Niko

10 novembre 2020

Critique par Julien Renaud

Voilà un livre humain, touchant.

Niko et son père quittent Beyrouth, au Liban, après un attentat meurtrier à la voiture piégée qui leur vole mère et femme. Ensemble, ils partent à la recherche d’une terre d’accueil, mais cette quête s’avère difficile, impossible, malgré quelques espoirs, ici et là. Le père, soucieux d’offrir une vraie nouvelle vie à son garçon, prend une décision déchirante: séparer leur chemin. Niko, qui aurait préféré rester avec son père, coûte que coûte, complète son déracinement en allant vivre chez une tante et un oncle à Montréal. Mais comment se redéfinir sans fondement aucun? Une partie de lui cherche constamment son père, veut des réponses, une réunion, une confrontation, même. Niko refuse de vivre paisiblement, dans l’inconnu. «Quand l’histoire perd la trace des êtres aimés.»

Comme lecteur, je cherche des écrits qui me touchent, me sensibilisent, me font cheminer, réfléchir. Niko, c’est exactement ça. Non, le scénario ne sort pas de l’ordinaire, avec l’opposition de notre confortable réalité à celle des pays en guerre. Le déracinement et la séparation sont des thèmes souvent abordés. Mais cette histoire ne manque de rien. Elle est parfaite dans sa simplicité, comme l’écriture de Dimitri Nasrallah. Un style sans artifices, un récit linéaire, accessible. Ça se lit tout seul, et cette plume épurée m’a incité à acheter un autre livre du même auteur, qui troque toutefois l’humanité du déracinement pour la bestialité du despotisme. Deux trames opposées, mais unies par l’universalité de son écriture.

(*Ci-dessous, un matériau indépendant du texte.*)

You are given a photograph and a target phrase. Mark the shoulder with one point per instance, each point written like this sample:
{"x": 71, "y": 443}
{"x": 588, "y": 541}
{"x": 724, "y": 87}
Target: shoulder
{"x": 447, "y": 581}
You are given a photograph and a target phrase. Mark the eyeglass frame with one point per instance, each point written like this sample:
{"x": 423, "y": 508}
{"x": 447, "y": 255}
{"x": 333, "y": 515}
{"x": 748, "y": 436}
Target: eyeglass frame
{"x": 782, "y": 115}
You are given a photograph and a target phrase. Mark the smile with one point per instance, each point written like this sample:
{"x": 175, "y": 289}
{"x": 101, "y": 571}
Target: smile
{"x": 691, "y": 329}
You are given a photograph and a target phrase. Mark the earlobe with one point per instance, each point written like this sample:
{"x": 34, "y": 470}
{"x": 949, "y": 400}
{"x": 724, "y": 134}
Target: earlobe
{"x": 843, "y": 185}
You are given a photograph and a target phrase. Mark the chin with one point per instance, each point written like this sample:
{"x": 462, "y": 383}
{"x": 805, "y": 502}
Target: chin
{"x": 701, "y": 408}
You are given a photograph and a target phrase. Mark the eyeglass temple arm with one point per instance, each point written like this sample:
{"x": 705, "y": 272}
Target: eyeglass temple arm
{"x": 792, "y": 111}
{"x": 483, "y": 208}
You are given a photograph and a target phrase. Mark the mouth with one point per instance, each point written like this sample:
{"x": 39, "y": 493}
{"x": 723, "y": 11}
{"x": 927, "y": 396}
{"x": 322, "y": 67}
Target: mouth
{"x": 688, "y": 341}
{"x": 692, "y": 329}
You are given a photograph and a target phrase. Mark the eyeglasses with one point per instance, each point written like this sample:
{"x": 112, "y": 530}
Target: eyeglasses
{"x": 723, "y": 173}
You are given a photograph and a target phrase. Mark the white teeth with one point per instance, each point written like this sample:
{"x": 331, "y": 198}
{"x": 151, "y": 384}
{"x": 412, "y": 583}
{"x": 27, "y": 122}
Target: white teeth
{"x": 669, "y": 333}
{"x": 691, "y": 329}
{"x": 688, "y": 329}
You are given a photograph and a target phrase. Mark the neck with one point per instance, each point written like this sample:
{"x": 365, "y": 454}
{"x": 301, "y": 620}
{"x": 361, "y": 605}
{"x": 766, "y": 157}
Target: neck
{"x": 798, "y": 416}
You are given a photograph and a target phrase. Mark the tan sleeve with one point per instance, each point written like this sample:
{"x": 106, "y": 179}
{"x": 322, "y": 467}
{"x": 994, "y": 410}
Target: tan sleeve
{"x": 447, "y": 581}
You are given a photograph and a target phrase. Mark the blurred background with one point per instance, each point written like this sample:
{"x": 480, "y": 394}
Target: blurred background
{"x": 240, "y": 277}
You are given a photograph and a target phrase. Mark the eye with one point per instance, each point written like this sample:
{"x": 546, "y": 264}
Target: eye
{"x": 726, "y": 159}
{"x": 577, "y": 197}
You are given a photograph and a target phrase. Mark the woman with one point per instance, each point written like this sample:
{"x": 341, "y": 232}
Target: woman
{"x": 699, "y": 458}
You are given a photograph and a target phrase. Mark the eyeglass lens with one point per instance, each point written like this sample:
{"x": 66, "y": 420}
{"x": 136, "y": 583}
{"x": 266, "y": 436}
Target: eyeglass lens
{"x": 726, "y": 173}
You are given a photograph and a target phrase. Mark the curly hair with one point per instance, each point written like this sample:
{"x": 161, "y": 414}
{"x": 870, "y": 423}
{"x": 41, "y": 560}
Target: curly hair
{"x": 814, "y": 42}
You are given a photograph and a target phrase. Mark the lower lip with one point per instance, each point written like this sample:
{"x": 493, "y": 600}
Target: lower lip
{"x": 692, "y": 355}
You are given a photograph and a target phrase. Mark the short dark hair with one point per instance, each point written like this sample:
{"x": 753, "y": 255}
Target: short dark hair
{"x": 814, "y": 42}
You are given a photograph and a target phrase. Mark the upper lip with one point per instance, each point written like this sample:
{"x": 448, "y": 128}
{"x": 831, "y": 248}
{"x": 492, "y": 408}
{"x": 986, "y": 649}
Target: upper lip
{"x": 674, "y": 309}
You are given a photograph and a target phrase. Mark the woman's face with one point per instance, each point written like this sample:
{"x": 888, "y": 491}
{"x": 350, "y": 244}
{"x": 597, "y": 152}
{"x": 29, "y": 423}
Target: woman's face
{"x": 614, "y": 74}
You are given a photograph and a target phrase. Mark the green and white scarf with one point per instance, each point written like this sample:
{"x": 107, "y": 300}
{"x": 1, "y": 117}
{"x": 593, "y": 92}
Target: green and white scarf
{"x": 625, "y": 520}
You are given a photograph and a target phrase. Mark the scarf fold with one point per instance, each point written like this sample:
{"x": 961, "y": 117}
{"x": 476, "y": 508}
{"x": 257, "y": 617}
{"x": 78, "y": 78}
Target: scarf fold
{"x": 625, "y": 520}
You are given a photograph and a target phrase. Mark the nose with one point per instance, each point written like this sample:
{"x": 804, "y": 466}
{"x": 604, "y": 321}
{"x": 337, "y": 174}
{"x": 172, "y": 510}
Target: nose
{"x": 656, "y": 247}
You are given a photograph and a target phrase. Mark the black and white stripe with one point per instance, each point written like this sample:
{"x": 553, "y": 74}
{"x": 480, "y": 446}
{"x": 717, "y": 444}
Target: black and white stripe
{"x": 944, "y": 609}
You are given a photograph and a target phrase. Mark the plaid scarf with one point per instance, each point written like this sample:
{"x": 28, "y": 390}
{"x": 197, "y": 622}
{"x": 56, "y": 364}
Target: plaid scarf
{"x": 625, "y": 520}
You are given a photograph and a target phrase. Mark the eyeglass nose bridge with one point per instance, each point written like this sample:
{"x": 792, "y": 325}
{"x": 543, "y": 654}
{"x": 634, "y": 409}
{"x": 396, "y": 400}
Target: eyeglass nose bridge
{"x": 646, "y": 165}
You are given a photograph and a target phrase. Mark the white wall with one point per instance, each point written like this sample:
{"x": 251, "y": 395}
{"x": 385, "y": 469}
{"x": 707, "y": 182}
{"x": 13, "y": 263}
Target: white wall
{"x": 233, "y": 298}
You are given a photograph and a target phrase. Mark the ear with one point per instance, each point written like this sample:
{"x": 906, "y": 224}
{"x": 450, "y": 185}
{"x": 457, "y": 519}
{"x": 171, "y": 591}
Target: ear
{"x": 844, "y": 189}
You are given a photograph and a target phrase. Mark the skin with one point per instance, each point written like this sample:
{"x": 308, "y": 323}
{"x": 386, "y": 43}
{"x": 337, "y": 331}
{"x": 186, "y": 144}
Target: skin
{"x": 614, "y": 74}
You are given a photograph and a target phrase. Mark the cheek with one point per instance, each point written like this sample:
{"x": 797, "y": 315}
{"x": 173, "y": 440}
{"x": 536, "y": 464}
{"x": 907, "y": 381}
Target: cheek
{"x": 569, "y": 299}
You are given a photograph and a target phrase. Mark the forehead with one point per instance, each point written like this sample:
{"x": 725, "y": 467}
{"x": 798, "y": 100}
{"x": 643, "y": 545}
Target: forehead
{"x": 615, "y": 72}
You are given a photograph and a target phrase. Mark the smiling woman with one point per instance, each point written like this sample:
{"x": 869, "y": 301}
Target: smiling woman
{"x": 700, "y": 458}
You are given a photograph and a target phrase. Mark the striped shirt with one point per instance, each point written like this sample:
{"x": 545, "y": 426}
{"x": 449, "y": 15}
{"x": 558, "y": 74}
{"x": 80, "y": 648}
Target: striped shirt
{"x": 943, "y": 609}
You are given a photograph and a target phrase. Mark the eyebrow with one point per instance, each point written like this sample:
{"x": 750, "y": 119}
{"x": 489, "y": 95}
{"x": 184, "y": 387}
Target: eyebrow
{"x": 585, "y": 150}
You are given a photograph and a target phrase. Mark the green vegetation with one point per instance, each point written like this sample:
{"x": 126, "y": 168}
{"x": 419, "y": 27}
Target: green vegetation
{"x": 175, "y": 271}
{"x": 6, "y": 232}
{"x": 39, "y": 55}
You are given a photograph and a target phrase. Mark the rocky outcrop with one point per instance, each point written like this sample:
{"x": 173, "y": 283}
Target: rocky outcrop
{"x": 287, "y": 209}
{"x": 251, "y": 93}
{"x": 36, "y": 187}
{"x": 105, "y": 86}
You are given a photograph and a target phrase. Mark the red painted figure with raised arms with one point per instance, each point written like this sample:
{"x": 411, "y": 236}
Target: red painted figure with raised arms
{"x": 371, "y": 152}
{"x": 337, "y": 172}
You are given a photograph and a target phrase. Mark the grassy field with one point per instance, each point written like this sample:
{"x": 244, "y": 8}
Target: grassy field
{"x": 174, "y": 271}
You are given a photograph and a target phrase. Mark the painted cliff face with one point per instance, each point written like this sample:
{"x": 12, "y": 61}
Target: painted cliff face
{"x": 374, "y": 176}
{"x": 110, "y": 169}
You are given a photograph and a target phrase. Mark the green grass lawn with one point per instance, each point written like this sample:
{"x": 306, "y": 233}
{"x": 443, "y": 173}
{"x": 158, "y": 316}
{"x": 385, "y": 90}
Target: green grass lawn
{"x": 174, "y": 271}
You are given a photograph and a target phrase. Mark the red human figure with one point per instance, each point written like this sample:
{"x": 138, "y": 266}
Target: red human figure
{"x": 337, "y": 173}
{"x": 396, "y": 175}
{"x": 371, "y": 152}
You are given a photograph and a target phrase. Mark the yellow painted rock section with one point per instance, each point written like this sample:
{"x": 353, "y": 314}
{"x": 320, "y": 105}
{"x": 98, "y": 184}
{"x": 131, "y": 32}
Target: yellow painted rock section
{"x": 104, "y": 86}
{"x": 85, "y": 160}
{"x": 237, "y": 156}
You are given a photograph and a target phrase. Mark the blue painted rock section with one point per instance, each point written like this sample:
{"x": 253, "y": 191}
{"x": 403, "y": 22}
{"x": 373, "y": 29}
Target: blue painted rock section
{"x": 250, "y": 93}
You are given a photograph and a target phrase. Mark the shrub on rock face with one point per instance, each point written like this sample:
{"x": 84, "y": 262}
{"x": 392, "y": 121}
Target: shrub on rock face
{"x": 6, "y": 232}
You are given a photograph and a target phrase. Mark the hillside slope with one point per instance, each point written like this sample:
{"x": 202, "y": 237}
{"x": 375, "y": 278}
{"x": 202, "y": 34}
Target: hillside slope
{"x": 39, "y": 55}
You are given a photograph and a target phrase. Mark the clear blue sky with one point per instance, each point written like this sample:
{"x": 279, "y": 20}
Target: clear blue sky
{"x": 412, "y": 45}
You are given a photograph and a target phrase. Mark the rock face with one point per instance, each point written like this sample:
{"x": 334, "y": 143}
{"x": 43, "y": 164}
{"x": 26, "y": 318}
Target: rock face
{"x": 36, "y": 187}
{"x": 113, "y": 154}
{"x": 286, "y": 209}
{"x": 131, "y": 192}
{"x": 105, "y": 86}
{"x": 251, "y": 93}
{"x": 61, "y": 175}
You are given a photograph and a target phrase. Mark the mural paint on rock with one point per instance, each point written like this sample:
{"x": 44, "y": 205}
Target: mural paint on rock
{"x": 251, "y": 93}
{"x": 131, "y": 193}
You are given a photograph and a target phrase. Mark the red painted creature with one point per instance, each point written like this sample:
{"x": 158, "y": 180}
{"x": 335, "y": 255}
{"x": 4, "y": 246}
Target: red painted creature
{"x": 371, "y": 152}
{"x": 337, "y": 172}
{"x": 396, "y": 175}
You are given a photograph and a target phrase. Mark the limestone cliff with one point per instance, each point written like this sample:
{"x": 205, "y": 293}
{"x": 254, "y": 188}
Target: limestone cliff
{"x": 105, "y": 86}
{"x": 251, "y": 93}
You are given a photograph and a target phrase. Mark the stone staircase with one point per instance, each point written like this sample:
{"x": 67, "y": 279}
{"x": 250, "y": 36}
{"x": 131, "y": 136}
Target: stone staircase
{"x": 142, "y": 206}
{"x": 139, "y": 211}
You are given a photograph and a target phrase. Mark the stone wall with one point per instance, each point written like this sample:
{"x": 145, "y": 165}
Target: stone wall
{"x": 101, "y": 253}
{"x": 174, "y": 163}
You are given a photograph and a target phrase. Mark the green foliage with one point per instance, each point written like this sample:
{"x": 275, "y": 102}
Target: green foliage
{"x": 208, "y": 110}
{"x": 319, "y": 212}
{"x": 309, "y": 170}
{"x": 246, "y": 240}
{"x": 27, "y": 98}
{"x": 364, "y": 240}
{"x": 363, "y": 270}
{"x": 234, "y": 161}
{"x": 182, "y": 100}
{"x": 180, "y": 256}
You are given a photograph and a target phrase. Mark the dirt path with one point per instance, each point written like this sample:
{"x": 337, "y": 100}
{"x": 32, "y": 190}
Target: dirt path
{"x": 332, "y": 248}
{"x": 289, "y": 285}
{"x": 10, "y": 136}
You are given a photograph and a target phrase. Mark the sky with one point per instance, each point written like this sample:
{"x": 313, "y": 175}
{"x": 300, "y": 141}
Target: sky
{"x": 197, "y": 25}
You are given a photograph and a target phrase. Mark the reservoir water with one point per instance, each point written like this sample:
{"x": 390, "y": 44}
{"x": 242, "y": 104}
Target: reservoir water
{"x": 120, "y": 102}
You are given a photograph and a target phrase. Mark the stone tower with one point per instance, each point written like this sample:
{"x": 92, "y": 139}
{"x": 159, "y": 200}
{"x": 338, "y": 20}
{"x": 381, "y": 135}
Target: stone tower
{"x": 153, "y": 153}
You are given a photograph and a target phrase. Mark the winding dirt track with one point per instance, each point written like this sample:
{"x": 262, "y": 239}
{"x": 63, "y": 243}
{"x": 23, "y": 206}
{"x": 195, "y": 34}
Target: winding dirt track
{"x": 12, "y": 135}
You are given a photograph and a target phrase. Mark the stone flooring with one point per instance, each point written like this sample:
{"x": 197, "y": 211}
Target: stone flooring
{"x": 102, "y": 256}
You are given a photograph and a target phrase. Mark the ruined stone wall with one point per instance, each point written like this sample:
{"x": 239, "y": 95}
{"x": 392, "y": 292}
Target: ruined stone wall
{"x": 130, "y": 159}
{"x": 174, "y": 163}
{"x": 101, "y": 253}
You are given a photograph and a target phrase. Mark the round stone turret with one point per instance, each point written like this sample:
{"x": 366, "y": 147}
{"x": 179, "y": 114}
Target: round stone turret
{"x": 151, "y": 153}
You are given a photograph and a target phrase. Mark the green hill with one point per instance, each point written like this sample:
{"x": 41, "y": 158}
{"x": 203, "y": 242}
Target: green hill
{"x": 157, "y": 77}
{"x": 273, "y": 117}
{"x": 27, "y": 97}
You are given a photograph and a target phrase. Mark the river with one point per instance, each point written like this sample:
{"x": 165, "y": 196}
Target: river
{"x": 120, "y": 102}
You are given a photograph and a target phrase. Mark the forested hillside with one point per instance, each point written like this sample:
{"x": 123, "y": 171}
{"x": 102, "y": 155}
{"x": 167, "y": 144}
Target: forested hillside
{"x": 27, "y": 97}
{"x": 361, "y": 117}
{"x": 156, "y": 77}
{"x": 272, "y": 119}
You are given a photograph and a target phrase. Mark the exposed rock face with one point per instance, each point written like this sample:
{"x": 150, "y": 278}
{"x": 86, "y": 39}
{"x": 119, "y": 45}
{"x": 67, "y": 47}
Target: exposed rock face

Niko ne se hissera sans doute pas sur votre liste de coups de coeur, parce qu’il touche sans bouleverser entièrement, mais il me semble impossible de ne pas l’apprécier. Une lecture qui émeut, en bien et en mal, et qui nous fait valser émotionnellement, en toute sensibilité, en toute fluidité. Un voyage d’émotions sincères et universelles.

Je vous recommande Niko sans hésiter. Ce roman placera votre esprit entre parenthèses, le temps d’une escapade aussi tendre que triste, sans trop vous troubler. J’ai passé un beau moment.